Is there room for machismo when bishops, priests and deacons depend upon women for the life of the Church? Practically speaking, clergy must collaborate to fulfill the mission of the Church. I beg to go beyond a practical reason for supporting the ministry of women in the church. Women are endowed with a mission by their baptism. All the baptized become priest, prophet and king sharing in the dignity and responsibility therein. Offering sacrifices, proclaiming the Gospel, and serving others summarizes the call. Scanning the titles above at the archdiocese and the parish, I see women fulfilling this call.
Machismo, or an exaggerated sense of manliness, stems from an attitude that men are entitled to dominate.

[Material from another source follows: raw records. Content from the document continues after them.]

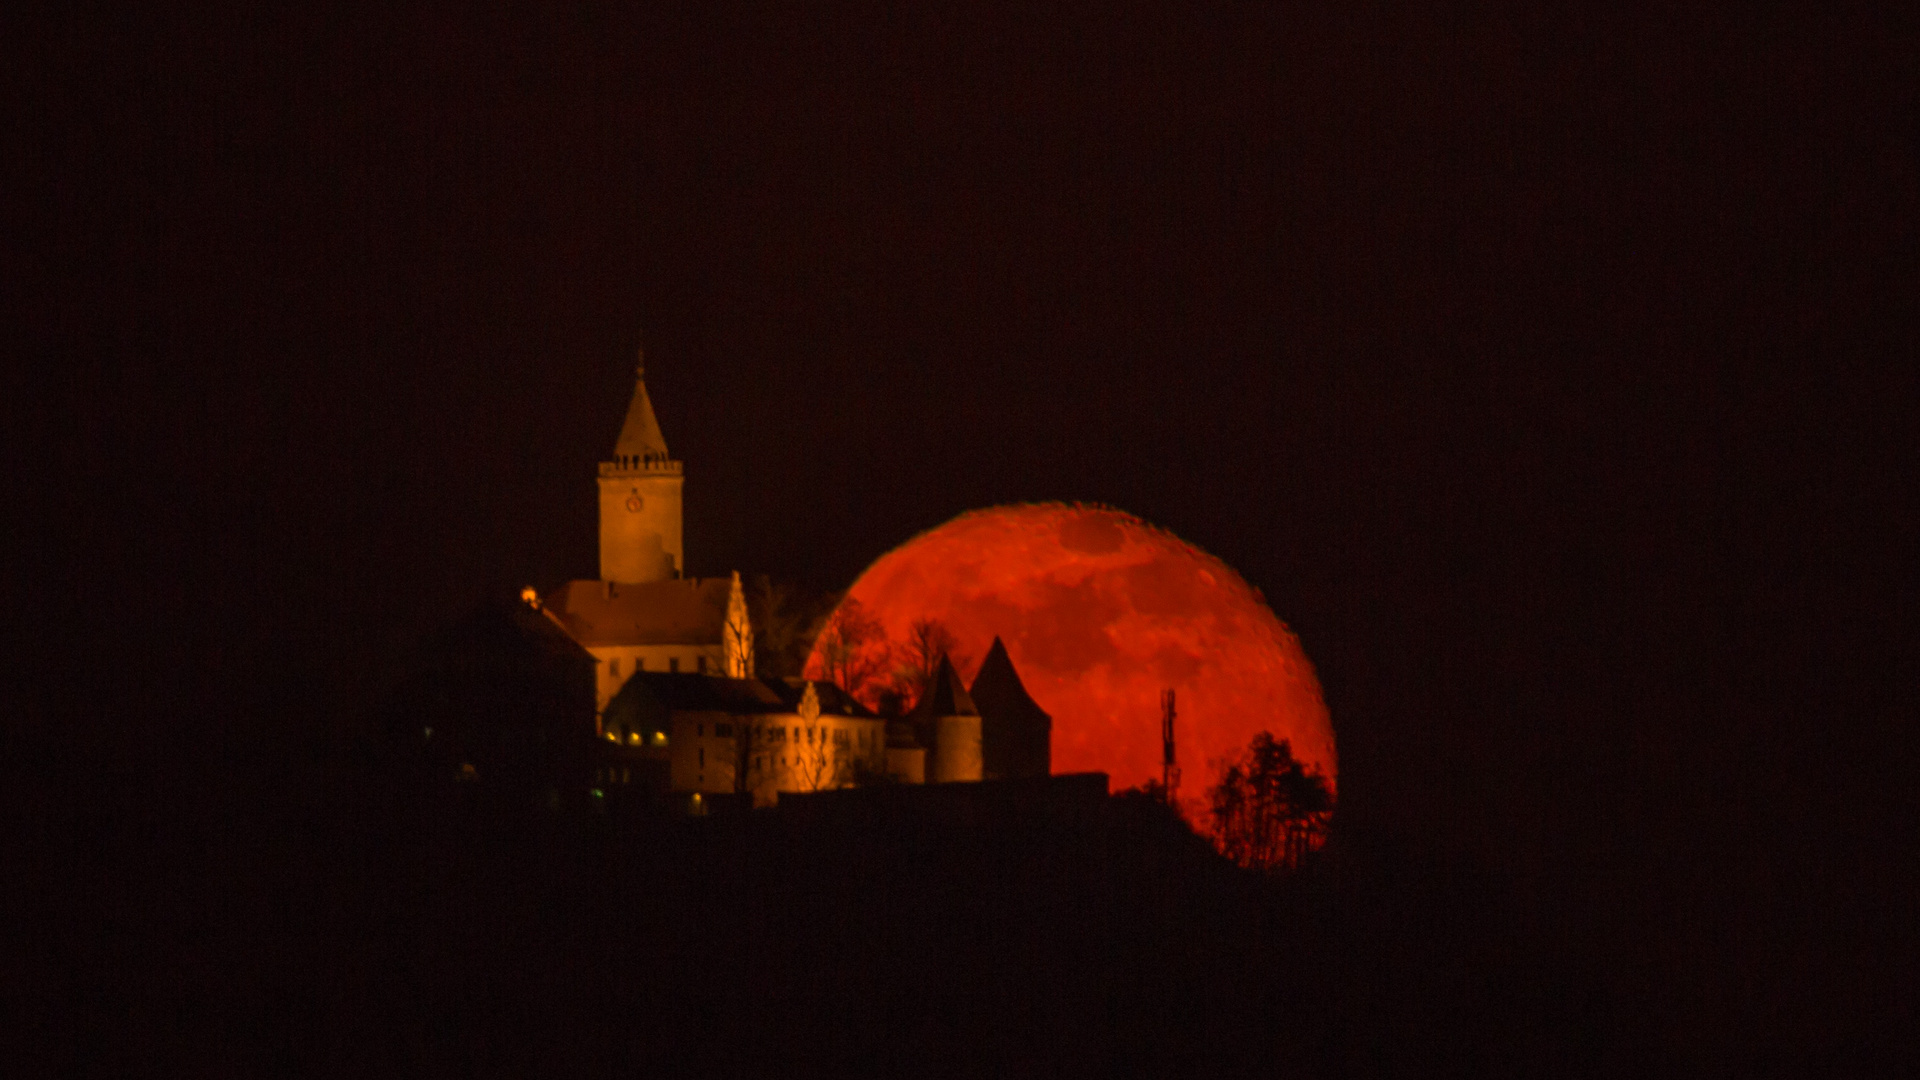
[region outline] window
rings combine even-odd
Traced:
[[[847,745],[847,729],[846,729],[846,728],[835,728],[835,729],[834,729],[834,731],[833,731],[833,745],[835,745],[835,746],[845,746],[845,745]]]
[[[707,748],[704,746],[700,748],[700,767],[707,767]]]
[[[707,673],[707,658],[703,656],[700,658],[700,674],[705,675],[706,673]]]
[[[723,739],[731,739],[733,738],[733,725],[732,724],[715,724],[713,725],[713,733],[715,735],[720,736]]]
[[[644,656],[636,656],[636,657],[634,657],[634,658],[633,658],[633,670],[635,670],[635,671],[645,671],[645,670],[647,670],[647,658],[646,658],[646,657],[644,657]]]
[[[677,656],[669,656],[669,657],[667,657],[667,670],[668,670],[668,671],[679,671],[679,670],[680,670],[680,658],[679,658],[679,657],[677,657]]]
[[[619,657],[616,656],[613,659],[607,661],[607,674],[613,676],[616,679],[620,677],[620,658]]]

Of course, we want to support boys and young men to become strong and decisive but understanding, tenderness and respect are also necessary qualities to become well-rounded men and women. In Saint John Paul II’s 1994 apostolic letter reaffirming the Church’s teaching on ordination for men alone, the Holy Father clarified that this teaching does not question the dignity nor competence of women. “The fact that the Blessed Virgin Mary, Mother of God and Mother of the Church, received neither the mission proper to the apostles nor the ministerial priesthood clearly shows that the non-admission of women to priestly ordination cannot mean that women are of lesser dignity, nor can it be construed as a discrimination against them,” the Pope wrote. “Rather, it is to be seen as the faithful observance of a plan ascribed to the Wisdom of the Lord of the Universe.”

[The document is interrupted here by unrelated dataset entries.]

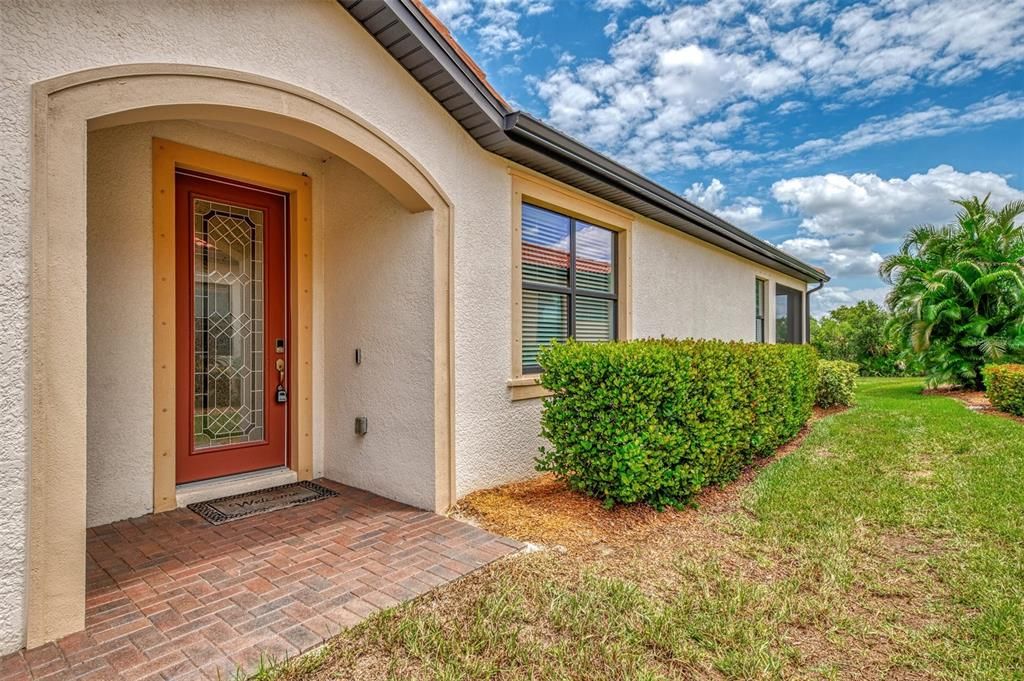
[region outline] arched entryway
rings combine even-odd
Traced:
[[[34,88],[34,176],[32,186],[31,293],[31,482],[28,528],[28,645],[77,631],[84,623],[85,510],[87,471],[87,141],[89,132],[147,121],[204,120],[275,131],[343,159],[383,187],[409,213],[432,216],[432,329],[434,509],[452,497],[452,302],[451,206],[429,174],[380,131],[336,103],[290,85],[238,72],[183,65],[131,65],[71,74]],[[154,143],[153,195],[153,508],[171,506],[173,476],[166,460],[173,448],[173,329],[168,295],[161,284],[162,258],[173,254],[166,235],[168,212],[159,177],[176,168],[208,168],[209,157]],[[204,160],[205,159],[205,160]],[[249,181],[251,167],[235,179]],[[228,175],[231,172],[228,171]],[[263,177],[292,197],[301,227],[302,180]],[[276,183],[276,184],[275,184]],[[166,188],[166,187],[165,187]],[[304,212],[305,211],[305,212]],[[163,230],[163,231],[162,231]],[[293,244],[299,279],[292,315],[298,341],[299,395],[311,394],[311,358],[301,336],[311,332],[310,279],[303,258],[313,244],[301,230]],[[308,269],[308,268],[307,268]],[[304,298],[305,296],[305,298]],[[164,301],[166,303],[166,301]],[[304,354],[305,353],[305,354]],[[306,392],[303,392],[303,391]],[[309,477],[310,408],[293,414],[294,468]]]

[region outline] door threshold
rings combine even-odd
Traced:
[[[299,479],[291,468],[281,466],[262,471],[226,475],[222,478],[211,478],[199,482],[186,482],[175,487],[178,508],[210,499],[229,497],[233,494],[245,494],[268,487],[287,485]]]

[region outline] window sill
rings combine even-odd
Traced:
[[[510,378],[507,385],[509,391],[512,393],[512,401],[535,400],[550,395],[551,391],[544,386],[539,385],[539,380],[540,374],[522,376],[520,378]]]

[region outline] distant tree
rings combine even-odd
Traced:
[[[1024,360],[1024,201],[955,201],[955,224],[916,227],[879,273],[892,328],[930,385],[980,389],[981,368]]]
[[[823,359],[856,363],[863,376],[900,375],[906,367],[888,331],[890,321],[891,315],[872,301],[844,305],[812,321],[811,344]]]

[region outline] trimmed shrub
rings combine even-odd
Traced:
[[[818,385],[805,345],[570,340],[539,361],[552,395],[537,470],[609,508],[679,507],[736,478],[800,431]]]
[[[858,371],[853,362],[839,359],[818,362],[818,406],[849,407],[853,404]]]
[[[1024,364],[992,364],[983,373],[985,392],[992,406],[1024,416]]]

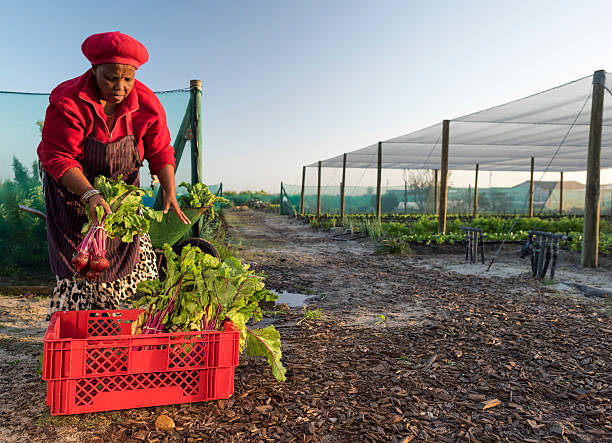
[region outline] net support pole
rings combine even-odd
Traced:
[[[476,176],[474,177],[474,212],[473,217],[478,213],[478,163],[476,163]]]
[[[468,198],[467,198],[467,203],[468,203],[468,210],[467,213],[469,214],[470,212],[472,212],[472,202],[474,200],[472,199],[472,185],[470,183],[468,183]]]
[[[563,215],[563,171],[559,178],[559,215]]]
[[[342,183],[340,183],[340,217],[344,218],[344,190],[346,189],[346,154],[342,156]]]
[[[378,218],[378,221],[380,221],[380,217],[382,214],[381,191],[382,191],[382,142],[378,142],[378,171],[376,174],[376,218]]]
[[[606,72],[593,74],[591,125],[587,154],[587,183],[584,196],[584,227],[582,232],[582,266],[596,268],[599,255],[599,197],[601,172],[601,133],[603,121]]]
[[[304,215],[304,189],[306,188],[306,166],[302,167],[302,193],[300,194],[300,215]]]
[[[278,215],[283,215],[283,182],[278,193]]]
[[[191,114],[191,130],[193,138],[191,139],[191,184],[200,183],[202,177],[202,81],[191,80],[189,82],[191,89],[192,114]]]
[[[321,218],[321,161],[317,167],[317,220]]]
[[[204,177],[202,175],[202,81],[191,80],[189,82],[191,90],[191,184],[202,183]],[[193,224],[192,234],[194,237],[199,237],[202,228],[202,221],[199,220]]]
[[[433,213],[438,213],[438,170],[434,169],[434,207]]]
[[[446,232],[446,203],[448,196],[448,133],[449,120],[442,121],[442,155],[440,159],[440,209],[438,211],[438,232]]]
[[[531,157],[531,178],[529,179],[529,208],[528,216],[533,217],[533,171],[535,168],[535,158]]]
[[[408,213],[408,180],[404,180],[404,214]]]

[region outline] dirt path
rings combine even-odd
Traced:
[[[263,212],[226,218],[268,287],[317,294],[321,319],[267,319],[285,383],[241,356],[229,400],[52,418],[34,371],[44,300],[0,297],[0,440],[612,440],[609,299],[452,272],[452,255],[378,255]],[[161,412],[173,433],[155,429]]]

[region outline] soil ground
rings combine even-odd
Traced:
[[[269,288],[315,295],[307,310],[278,307],[265,319],[281,332],[286,382],[241,356],[228,400],[51,417],[35,371],[46,299],[7,295],[0,440],[612,441],[606,260],[585,273],[564,251],[564,284],[542,284],[517,245],[485,272],[460,248],[387,255],[287,217],[225,216],[234,252]],[[305,319],[314,309],[321,318]],[[162,413],[174,431],[155,428]]]

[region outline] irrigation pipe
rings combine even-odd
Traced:
[[[517,221],[518,221],[518,218],[515,218],[514,221],[512,222],[512,226],[510,226],[510,229],[508,230],[508,232],[506,232],[506,236],[502,240],[501,245],[499,245],[499,248],[497,248],[497,252],[495,253],[493,258],[491,259],[491,263],[489,263],[489,267],[487,268],[486,272],[489,272],[489,269],[491,269],[491,266],[493,265],[493,262],[495,262],[495,259],[499,255],[499,251],[501,251],[501,248],[504,246],[504,243],[506,243],[506,239],[508,238],[508,236],[510,235],[510,233],[514,229],[514,226],[516,225]]]

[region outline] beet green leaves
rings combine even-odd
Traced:
[[[247,327],[262,319],[259,301],[269,294],[263,277],[237,258],[221,261],[189,245],[180,257],[164,245],[164,254],[165,275],[138,285],[144,296],[135,306],[145,309],[133,332],[218,331],[229,321],[240,330],[240,352],[266,357],[272,374],[284,381],[278,331]]]

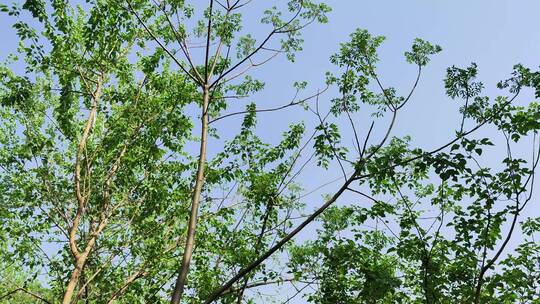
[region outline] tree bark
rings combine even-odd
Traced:
[[[210,89],[208,85],[203,87],[203,105],[202,105],[202,117],[201,117],[201,144],[199,163],[197,167],[197,177],[195,180],[195,187],[193,191],[193,197],[191,200],[191,213],[189,217],[186,245],[184,247],[184,255],[182,257],[182,265],[180,272],[176,279],[173,294],[171,297],[171,304],[180,303],[180,299],[184,293],[184,287],[186,284],[186,278],[189,272],[189,265],[191,263],[191,257],[193,255],[193,248],[195,245],[195,230],[197,226],[199,205],[201,201],[201,191],[204,184],[204,166],[206,163],[206,145],[208,136],[208,104],[210,101]]]
[[[92,244],[92,247],[93,247],[93,244]],[[75,288],[77,287],[77,284],[79,283],[79,277],[81,276],[84,266],[86,265],[87,258],[88,258],[88,254],[84,252],[80,256],[78,256],[77,260],[75,261],[75,269],[71,273],[69,283],[66,287],[66,291],[64,292],[64,298],[62,300],[62,304],[71,303],[71,298],[73,297]]]
[[[82,72],[81,72],[81,79],[84,81],[84,76],[82,75]],[[85,250],[83,252],[79,251],[78,246],[77,246],[77,239],[76,239],[77,230],[79,228],[79,223],[81,221],[86,203],[88,201],[88,198],[82,194],[82,190],[81,190],[82,154],[83,154],[83,151],[86,149],[86,143],[88,141],[92,128],[94,127],[94,122],[97,115],[97,104],[101,96],[102,80],[103,79],[100,79],[97,82],[97,87],[95,91],[90,93],[92,95],[92,109],[90,110],[90,113],[86,120],[86,124],[84,127],[83,134],[81,136],[81,139],[79,141],[76,159],[75,159],[74,190],[75,190],[75,196],[77,198],[78,206],[77,206],[77,212],[75,214],[75,218],[73,219],[73,224],[71,225],[69,229],[69,247],[73,255],[73,258],[75,260],[75,269],[73,269],[73,272],[71,273],[71,277],[69,279],[68,285],[64,292],[64,297],[62,300],[63,304],[71,303],[73,293],[75,291],[75,288],[77,287],[77,284],[79,282],[79,277],[81,276],[84,266],[86,264],[88,254],[94,247],[94,243],[97,238],[97,235],[92,236],[90,240],[88,241],[88,244],[86,245]],[[86,85],[86,82],[85,82],[85,85]],[[86,87],[87,87],[86,89],[89,90],[87,85]]]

The church requires a respect for official teaching which involves first understanding the teaching and its origin and development and then an assent to it. It helps to correlate teachings to better form a proper understanding. What we have here is a both-and feature of Roman Catholicism. On the one hand, the church teaches that men alone are instituted as clergy. On the other hand, in interpreting sacred scripture, Saint John Paul II in his 1988 Apostolic Letter, Mulieris Dignatatem; On the Dignity and Vocation of Women, wrote women cannot become objects of dominion or possession of men. Briefly, please examine the Letter of Paul to the Ephesians 5. This letter may easily be interpreted as placing men in a dominant position. The Holy Father explicitly teaches that the Apostle Paul intended something new for his times. Rather than male domination, Paul taught mutual submission. In this light, both men and women are to submit to Christ. Elsewhere in his Letter to the Galatians, Paul declares that in Christ there is neither man nor woman, slave or free. Although society did not remove the stain of slavery for many centuries, great progress in promoting the freedom of all men and women has been seen in the modern era. Similarly, the stain of machismo or male domination too will fade with conscious effort and prayer.
Thus, the Church officially restricts ordination to men based on scripture and tradition, but in interpreting scripture, it seeks to promote the dignity of women and a mutual submission of men and women to Christ. We may see this mutuality or sharing of dignity and some duties, especially in marriage. Certainly, the Church fully supports couples who strive for a kind of equality that forbids machismo or domination. Beyond marriage, the church illustrates the mutual collaboration of men and women, of the baptized, in church service.
Father Michael Tobin is pastor at St. Rita and St. Luke parishes in Louisville, KY.